Optimal Selection and Design of a Methanol Process with Enhanced CO2 Utilization

Abstract

The recent discoveries of significant reserves of shale gas have spurred various monetization pathways including the production of methanol. There are several routes to convert shale/natural gas to methanol. The decisions for technology selection and process design were typically based on techno-economic criterial. Because of the growing interest in reducing the greenhouse gas emissions of gas processing, carbon footprint is emerging as a primary criterion in the selection and design of the process. The purpose of this work is to carry out process synthesis, selection, and design of a shale-gas to methanol process with multiple objectives including profitability and carbon footprint.
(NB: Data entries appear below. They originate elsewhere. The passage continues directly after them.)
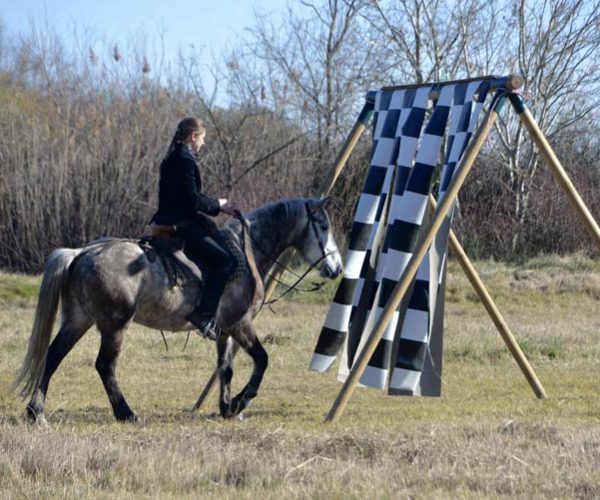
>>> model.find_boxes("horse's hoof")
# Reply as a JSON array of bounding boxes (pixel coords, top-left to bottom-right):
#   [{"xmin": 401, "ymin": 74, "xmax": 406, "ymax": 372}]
[
  {"xmin": 25, "ymin": 405, "xmax": 48, "ymax": 427},
  {"xmin": 25, "ymin": 407, "xmax": 49, "ymax": 427},
  {"xmin": 117, "ymin": 413, "xmax": 142, "ymax": 424}
]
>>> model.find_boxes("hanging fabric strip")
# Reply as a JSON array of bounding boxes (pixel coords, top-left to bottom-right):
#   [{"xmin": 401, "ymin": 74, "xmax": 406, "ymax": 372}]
[{"xmin": 310, "ymin": 81, "xmax": 489, "ymax": 395}]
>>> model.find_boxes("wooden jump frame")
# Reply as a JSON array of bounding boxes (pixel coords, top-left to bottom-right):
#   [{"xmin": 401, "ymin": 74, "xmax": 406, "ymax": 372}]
[{"xmin": 193, "ymin": 75, "xmax": 600, "ymax": 422}]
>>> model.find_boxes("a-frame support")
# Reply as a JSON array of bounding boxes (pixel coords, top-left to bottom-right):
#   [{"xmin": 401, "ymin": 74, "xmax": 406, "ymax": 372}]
[{"xmin": 325, "ymin": 80, "xmax": 600, "ymax": 422}]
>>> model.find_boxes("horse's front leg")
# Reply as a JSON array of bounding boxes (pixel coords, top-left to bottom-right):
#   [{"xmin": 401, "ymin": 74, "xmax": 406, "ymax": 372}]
[
  {"xmin": 217, "ymin": 332, "xmax": 237, "ymax": 418},
  {"xmin": 227, "ymin": 322, "xmax": 269, "ymax": 417}
]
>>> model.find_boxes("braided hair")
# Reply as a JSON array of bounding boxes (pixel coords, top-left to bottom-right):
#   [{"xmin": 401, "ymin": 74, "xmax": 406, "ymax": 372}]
[{"xmin": 165, "ymin": 116, "xmax": 206, "ymax": 159}]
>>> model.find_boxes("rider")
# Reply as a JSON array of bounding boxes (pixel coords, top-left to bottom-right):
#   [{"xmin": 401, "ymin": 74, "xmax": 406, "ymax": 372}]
[{"xmin": 151, "ymin": 117, "xmax": 239, "ymax": 340}]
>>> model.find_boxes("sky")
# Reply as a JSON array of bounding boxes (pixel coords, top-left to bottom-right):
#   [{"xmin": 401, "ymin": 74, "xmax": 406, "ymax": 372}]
[{"xmin": 0, "ymin": 0, "xmax": 293, "ymax": 72}]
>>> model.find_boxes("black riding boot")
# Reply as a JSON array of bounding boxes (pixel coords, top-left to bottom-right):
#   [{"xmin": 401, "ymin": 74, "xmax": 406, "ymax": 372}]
[{"xmin": 179, "ymin": 226, "xmax": 236, "ymax": 340}]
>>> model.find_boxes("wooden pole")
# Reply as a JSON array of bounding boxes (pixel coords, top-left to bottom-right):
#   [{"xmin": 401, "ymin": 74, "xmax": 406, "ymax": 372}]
[
  {"xmin": 325, "ymin": 93, "xmax": 505, "ymax": 422},
  {"xmin": 509, "ymin": 94, "xmax": 600, "ymax": 247},
  {"xmin": 192, "ymin": 92, "xmax": 375, "ymax": 411},
  {"xmin": 429, "ymin": 194, "xmax": 547, "ymax": 399}
]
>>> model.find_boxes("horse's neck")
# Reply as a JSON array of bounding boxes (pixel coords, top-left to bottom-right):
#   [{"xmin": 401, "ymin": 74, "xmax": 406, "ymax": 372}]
[{"xmin": 250, "ymin": 202, "xmax": 301, "ymax": 278}]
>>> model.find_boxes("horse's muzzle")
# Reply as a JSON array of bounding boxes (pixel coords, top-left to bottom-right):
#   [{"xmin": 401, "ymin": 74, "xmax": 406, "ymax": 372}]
[{"xmin": 319, "ymin": 261, "xmax": 342, "ymax": 280}]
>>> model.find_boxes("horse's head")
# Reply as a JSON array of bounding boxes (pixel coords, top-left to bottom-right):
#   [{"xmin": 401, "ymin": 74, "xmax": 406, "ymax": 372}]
[{"xmin": 299, "ymin": 199, "xmax": 342, "ymax": 279}]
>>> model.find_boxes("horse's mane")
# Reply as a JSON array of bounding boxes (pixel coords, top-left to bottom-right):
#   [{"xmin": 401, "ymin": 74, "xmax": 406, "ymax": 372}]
[{"xmin": 246, "ymin": 198, "xmax": 308, "ymax": 226}]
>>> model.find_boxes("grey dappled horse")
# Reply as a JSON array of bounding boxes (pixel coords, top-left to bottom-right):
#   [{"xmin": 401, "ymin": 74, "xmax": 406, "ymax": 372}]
[{"xmin": 16, "ymin": 199, "xmax": 342, "ymax": 423}]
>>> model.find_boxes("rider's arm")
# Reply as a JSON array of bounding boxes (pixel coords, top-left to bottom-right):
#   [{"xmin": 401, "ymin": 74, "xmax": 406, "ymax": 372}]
[{"xmin": 182, "ymin": 158, "xmax": 220, "ymax": 215}]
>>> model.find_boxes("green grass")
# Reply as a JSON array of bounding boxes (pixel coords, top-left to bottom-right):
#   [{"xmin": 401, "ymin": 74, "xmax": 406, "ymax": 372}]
[{"xmin": 0, "ymin": 256, "xmax": 600, "ymax": 498}]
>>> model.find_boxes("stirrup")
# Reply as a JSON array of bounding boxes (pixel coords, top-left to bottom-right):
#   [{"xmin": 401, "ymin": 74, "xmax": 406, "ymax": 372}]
[{"xmin": 186, "ymin": 311, "xmax": 221, "ymax": 340}]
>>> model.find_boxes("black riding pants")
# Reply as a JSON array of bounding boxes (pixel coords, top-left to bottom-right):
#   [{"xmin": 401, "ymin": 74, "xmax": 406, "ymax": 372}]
[{"xmin": 177, "ymin": 225, "xmax": 237, "ymax": 316}]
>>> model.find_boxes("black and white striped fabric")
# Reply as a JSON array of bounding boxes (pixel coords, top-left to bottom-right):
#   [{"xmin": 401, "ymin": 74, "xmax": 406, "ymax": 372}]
[{"xmin": 310, "ymin": 81, "xmax": 489, "ymax": 395}]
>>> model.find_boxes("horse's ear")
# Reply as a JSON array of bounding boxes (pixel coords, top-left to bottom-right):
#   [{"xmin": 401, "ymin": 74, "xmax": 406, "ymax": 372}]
[{"xmin": 312, "ymin": 196, "xmax": 331, "ymax": 210}]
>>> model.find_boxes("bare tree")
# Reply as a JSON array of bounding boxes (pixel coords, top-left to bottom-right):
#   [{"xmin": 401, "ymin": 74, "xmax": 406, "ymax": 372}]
[{"xmin": 245, "ymin": 0, "xmax": 379, "ymax": 175}]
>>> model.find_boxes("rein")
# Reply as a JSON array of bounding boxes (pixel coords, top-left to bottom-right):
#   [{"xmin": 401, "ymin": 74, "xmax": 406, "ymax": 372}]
[{"xmin": 235, "ymin": 202, "xmax": 331, "ymax": 308}]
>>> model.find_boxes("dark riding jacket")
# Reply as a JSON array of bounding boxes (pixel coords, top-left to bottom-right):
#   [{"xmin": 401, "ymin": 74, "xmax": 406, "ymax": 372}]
[{"xmin": 152, "ymin": 143, "xmax": 219, "ymax": 226}]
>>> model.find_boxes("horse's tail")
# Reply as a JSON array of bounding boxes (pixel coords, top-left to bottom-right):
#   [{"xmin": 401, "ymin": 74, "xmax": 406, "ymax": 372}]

Several reforming pathways along with the associated downstream processing are considered. In addition to the screening of individual types of reforming, the study also considers combined reforming of methane which incorporates three types of reforming, namely steam reforming, partial oxidation, and dry reforming. It is desired to consider existing technologies and to also modify the design of an existing methanol technology to include combined reforming. Utilization of COv2 is addressed while maintaining the suitable syngas ratio for methanol synthesis, and minimizing COv2 emissions, waste water generation, and energy requirements of the overall process. A methanol from natural gas production plant with a capacity of processing 280 MMSCFD is considered as the base case scenario. The plant employs conventional reforming (e.g. steam reforming, partial oxidation, or ATR) to generate syngas for methanol synthesis. Aspen HYSYS is used to simulate the process scenarios and SWROIM is used to aid determining the ultimate reforming configuration based on economic and sustainability indicators. Heat and power integration are performed to improve the sustainability and profitability of the process, through identifying water and heat sinks in the overall design. A techno-economic analysis of the proposed designs are conducted, including the fixed capital cost, carbon taxes, and utility requirements. Sensitivity analysis of each proposed design is carried out to assess the impact of natural gas and methanol prices on the profitability. Additionally, sensitivity analysis is performed to evaluate the effects of imposing carbon tax and carbon credit regulations. Keywords: syngas, carbon footprint, integration, design, sustainability.